Weiblicher Kapitalismus Mit einem Schlag sind die Isländer völlig desillusioniert. Von Schulden überhäuft, ihrer Ersparnisse beraubt und mit dem Schreckgespenst der Arbeitslosigkeit konfrontiert, beginnen die wütenden Bürger zu demonstrieren. Sie skandieren Slogans, schlagen auf Kochtöpfe und fordern den Rücktritt der Regierung sowie des Chefs der Zentralbank, Oddsson. Dies ist derselbe David Oddsson, der bis 2004 das isländische Wirtschaftswunder in der Funktion des Ministerpräsidenten verkörperte. Im Februar 2009 wird die ehemalige Sozialministerin und in der Bevölkerung äußerst beliebte Johanna Sigurdardottir, 66 Jahre alt und bekennende Homosexuelle, an die Spitze einer Übergangsregierung gewählt. Diese soll bis zu den vorgezogenen Neuwahlen am 25. April die Amtsgeschäfte führen. Jetzt, so ist zu hören, nehmen die Frauen die Dinge in die Hand. Frauen waren schon immer sehr aktiv und präsent in einem Land, wo die Männer oft fort waren, um auf hoher See zu fischen. Im Jahr 1915 erhielten die Frauen das Wahlrecht und 1975 waren sie 30.000, die in den Straßen Reykjaviks für gleiche Löhne von Mann und Frau demonstrierten. Im Jahre 2005, mitten im Wirtschaftsboom, gingen 60.000 Frauen auf die Straße, um dieselben Forderungen zu wiederholen. Viele Frauen meinen, dass ein weiblicher Kapitalismus auf wahren Werten basiert und verantwortungsbewusster ist als derjenige von Männern. Letztere ließen sich zu leicht von Wichtigtuerei, hoher Risikobereitschaft und schnell verdientem Geld verführen. Die Zeit sei reif für eine weibliche Führung. Inzwischen wusste die männliche Finanzwelt, wie zu reagieren war. Sie empfiehlt, den Teufel mit dem Belzebub auszutreiben oder anders ausgedrückt, die Schulden durch die Aufnahme neuer zu tilgen. Island ist ein bisschen sein eigener Kanarienvogel, so wie derjenige, den die Bergleute im Käfig mit unter Tage nahmen. Wenn der Vogel verstummte und steif von der Stange fiel, wussten die Bergleute, dass gefährliches Grubengas austrat und es sie bald alle treffen würde. Niemand kann voraussagen, welches Ausmaß die «finanzielle Giftwolke» haben wird. Tun wir doch wenigstens so, als würden wir den Kanarienvogel retten!
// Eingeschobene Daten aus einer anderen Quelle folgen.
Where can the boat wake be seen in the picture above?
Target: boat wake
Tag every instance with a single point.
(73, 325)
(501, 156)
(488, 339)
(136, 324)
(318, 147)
Einige Tage nach dem Bankrott gewährt der IWF Island 2,1 Milliarden Dollar auf zwei Jahre verteilt. Diese Summe deckt 42 Prozent der Schulden, die der Staat zurückzahlen wird, weil er unverzüglich die bankrotten Banken verstaatlichte. Für die verbleibenden 58 Prozent müssen andere Quellen gefunden werden. Laut IWF-Prognosen wird die «Sanierung» des Bankenwesens 80 Prozent des Bruttoinlandprodukts verschlingen mit dem Endzweck, die Banken zu reprivatisieren und die Wirtschaft zu reliberalisieren, wenn die Aufgabe erst einmal erledigt ist. Nichts logischer als das! Wie die Isländer zurechtkommen werden, um sich langfristig zu entschulden und gleichzeitig überleben zu können, das ist ihr Problem. Die neue «weibliche» Führungsriege akzeptiert diesen Plan und der IWF gibt sich zuversichtlich: «Die Wirtschaft Islands ist flexibel, das Land bleibt weiterhin attraktiv und es wäre nicht das erste Mal, dass Beben Island erschüttern».» Was meint der IWF damit?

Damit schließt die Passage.